Der "machtlüsterne Wüstling" Lenin

Abrechnung mit der Sowjetgesellschaft
Geschichte, dieser nie zu bändigende Stoff der Überlieferung und Erinnerung, aber auch des Verdrängens und Täuschens, ist mit der Erfahrung verbunden, dass Menschen aus ihr nichts lernen oder nur das lernen wollen, was sie brauchen, um sich ihrer Gegenwart zu versichern. Man mag dem ehemaligen sowjetischen Spitzenpolitiker Alexander Jakowlew (Jahrgang 1923) wünschen, dass mit seiner Autobiographie nicht so verfahren wird. Dieses Werk empfiehlt sich als phänomenaler historischer Abriss der sowjetischen Epoche russischer Geschichte und besticht durch seinen wahrlich enzyklopädischen Charakter.

Das Buch ist eine wahre Fundgrube für den aufgeschlossenen Zeitgenossen, besonders die politischen Eliten Russlands und Deutschlands, die über strategische Partnerschaften nachdenken. Jakowlew konfrontiert den Leser mit einer Lebens- und Epochenbilanz, deren immenser Faktenreichtum nicht zuletzt dem (für das vorliegende Buch) "glücklichen" Umstand zu verdanken ist, dass er jahrzehntelang im Führungs- und Nervenzentrum der Sowjetgesellschaft gearbeitet hat - im Apparat und in den höchsten Gremien der Kommunistischen Partei.

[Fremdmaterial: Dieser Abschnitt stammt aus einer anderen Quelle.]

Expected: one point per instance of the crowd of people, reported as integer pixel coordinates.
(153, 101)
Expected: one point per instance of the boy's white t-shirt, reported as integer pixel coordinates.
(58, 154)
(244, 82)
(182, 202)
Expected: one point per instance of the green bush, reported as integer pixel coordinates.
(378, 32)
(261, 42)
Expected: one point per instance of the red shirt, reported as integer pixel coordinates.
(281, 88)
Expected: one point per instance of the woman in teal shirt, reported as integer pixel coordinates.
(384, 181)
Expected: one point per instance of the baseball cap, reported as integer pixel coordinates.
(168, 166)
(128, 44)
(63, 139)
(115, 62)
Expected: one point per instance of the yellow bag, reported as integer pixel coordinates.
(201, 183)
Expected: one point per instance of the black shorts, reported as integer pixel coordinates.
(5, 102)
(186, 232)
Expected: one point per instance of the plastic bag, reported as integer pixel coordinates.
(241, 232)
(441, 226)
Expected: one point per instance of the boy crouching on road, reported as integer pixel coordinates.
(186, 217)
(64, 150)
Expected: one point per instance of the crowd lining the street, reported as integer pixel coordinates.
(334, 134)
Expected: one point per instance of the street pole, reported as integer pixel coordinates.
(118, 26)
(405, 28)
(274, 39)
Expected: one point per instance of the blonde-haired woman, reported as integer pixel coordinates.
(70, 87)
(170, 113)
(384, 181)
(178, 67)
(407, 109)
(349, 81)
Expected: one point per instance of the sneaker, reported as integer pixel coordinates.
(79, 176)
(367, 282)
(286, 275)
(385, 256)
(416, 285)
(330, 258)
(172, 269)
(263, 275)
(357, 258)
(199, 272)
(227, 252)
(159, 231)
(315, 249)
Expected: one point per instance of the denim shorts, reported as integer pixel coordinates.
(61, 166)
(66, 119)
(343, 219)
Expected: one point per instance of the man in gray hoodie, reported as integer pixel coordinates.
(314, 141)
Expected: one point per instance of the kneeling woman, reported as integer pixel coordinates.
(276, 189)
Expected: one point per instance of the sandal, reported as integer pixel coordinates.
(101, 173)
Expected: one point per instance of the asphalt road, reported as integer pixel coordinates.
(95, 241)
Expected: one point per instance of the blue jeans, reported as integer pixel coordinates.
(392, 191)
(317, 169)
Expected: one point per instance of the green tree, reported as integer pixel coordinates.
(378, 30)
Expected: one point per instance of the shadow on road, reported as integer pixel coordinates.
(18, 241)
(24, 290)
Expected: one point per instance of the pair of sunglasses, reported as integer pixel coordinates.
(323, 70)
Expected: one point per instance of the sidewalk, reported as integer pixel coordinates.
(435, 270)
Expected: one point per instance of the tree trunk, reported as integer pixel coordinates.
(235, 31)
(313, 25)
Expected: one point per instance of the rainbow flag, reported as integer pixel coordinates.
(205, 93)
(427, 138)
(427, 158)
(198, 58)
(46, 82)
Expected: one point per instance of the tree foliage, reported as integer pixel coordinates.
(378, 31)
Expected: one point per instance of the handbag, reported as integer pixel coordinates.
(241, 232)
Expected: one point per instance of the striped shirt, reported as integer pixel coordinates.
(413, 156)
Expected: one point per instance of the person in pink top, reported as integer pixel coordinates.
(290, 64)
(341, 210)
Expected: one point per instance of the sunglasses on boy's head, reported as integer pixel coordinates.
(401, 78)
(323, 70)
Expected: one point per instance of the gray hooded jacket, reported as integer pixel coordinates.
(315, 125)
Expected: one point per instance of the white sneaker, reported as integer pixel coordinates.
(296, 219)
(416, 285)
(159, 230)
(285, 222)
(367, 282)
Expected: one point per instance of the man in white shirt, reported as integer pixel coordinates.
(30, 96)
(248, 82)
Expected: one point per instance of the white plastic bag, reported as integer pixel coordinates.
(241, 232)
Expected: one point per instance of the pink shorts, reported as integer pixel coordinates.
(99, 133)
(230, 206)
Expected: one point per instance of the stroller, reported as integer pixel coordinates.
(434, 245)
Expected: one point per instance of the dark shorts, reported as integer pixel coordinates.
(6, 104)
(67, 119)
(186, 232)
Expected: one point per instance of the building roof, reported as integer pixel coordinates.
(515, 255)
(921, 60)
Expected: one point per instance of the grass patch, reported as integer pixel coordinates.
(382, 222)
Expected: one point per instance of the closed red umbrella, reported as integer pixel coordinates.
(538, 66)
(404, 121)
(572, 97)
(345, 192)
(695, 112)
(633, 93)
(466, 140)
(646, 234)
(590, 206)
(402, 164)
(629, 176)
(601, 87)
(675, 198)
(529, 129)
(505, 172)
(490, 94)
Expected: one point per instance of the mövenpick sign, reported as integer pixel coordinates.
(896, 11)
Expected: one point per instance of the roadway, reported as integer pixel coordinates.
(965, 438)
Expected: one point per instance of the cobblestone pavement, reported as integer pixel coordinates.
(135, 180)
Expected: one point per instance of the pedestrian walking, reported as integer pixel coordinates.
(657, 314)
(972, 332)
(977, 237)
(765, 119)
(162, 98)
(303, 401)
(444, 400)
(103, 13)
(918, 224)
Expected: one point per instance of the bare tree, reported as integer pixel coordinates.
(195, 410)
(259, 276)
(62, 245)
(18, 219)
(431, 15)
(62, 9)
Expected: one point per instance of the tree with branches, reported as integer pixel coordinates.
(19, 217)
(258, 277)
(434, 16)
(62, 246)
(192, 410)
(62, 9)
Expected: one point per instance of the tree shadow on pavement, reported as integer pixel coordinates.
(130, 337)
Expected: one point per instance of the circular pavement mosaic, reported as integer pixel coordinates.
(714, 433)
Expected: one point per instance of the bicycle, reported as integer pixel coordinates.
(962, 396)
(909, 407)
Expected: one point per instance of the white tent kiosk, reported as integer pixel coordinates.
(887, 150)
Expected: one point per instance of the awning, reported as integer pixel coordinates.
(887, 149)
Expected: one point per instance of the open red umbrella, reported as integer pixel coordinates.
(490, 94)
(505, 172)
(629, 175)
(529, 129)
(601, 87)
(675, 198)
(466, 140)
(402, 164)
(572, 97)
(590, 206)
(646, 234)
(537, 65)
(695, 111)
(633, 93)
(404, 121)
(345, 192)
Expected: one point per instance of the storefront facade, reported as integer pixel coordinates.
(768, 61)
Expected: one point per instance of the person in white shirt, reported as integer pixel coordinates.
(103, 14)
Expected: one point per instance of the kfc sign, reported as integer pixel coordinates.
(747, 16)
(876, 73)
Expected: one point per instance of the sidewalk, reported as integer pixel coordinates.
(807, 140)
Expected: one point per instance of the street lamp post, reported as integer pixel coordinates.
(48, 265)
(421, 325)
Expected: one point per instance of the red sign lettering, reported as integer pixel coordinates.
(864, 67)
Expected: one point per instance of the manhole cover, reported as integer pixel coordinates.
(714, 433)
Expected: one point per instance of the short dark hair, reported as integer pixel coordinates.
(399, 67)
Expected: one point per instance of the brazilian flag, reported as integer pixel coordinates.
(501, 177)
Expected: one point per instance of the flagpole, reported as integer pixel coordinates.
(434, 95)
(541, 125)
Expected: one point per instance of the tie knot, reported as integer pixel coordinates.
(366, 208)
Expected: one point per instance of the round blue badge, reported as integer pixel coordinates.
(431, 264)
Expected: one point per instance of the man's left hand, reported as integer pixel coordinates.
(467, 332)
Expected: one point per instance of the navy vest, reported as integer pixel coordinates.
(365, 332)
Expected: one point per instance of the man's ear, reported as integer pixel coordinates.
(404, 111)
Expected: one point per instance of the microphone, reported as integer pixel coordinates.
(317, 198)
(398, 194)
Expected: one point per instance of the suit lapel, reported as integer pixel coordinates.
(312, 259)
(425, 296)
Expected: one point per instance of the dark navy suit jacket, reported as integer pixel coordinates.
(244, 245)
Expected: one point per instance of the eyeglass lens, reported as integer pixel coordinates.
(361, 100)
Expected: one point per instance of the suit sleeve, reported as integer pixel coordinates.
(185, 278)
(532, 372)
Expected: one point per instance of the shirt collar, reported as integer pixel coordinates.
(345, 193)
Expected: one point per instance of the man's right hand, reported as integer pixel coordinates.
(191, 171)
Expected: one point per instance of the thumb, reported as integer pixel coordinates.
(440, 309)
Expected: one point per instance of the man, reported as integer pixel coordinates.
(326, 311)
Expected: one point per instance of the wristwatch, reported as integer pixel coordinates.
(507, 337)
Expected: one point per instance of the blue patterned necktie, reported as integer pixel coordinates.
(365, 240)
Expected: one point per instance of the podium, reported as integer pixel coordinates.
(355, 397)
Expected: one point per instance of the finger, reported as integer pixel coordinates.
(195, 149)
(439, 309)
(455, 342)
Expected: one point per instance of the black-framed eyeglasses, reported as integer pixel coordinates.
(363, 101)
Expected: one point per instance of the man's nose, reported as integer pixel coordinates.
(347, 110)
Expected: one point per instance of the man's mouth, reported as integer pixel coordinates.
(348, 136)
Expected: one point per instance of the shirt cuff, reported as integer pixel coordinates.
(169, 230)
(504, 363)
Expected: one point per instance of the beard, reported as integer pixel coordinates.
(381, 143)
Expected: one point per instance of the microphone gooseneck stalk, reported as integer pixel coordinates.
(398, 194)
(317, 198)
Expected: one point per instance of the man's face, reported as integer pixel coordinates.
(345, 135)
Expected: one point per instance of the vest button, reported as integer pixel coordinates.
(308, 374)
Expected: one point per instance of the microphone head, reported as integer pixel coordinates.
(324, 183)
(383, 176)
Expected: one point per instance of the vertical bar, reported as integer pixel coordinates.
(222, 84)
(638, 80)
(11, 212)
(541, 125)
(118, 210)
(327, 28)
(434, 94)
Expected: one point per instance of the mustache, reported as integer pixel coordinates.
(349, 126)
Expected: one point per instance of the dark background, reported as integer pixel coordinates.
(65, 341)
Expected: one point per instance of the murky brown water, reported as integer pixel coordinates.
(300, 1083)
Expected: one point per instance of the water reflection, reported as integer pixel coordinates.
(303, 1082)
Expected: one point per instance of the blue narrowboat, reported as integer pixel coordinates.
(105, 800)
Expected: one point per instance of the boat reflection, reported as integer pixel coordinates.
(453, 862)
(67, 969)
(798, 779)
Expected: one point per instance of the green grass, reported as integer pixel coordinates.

Dabei gerät die Exkursion durch Kraterlandschaften des verflossenen Jahrhunderts über weite Strecken zur resoluten Abrechnung mit dem Sowjetsystem. Jakowlew fällt mit seinen Analysen historische Urteile, die vernichtenden Schuldsprüchen gleichkommen. "Durch Russland galoppierte die Barbarei", schreibt er über die Jahrzehnte nach 1917 und deren zivilisatorische Entartungen.

Allerdings, so unerbittlich die Systemerkenntnis, so konziliant die Selbsterkenntnis. Jakowlew gibt sich wohl als schonungsloser Chronist der Epoche von Stalin bis Gorbatschow zu erkennen, weniger indes als selbstkritischer Prokurator in eigener Sache. Jahrzehntelang stand er selbst mit anderen Parteigrößen am 1. Mai auf der Kremlmauer, um den vorbei ziehenden Moskauern zuzuwinken: "Ich habe mehrfach versucht, meine Tribünengefühle auszudrücken, es ist nicht Gescheites dabei herausgekommen", merkt er an.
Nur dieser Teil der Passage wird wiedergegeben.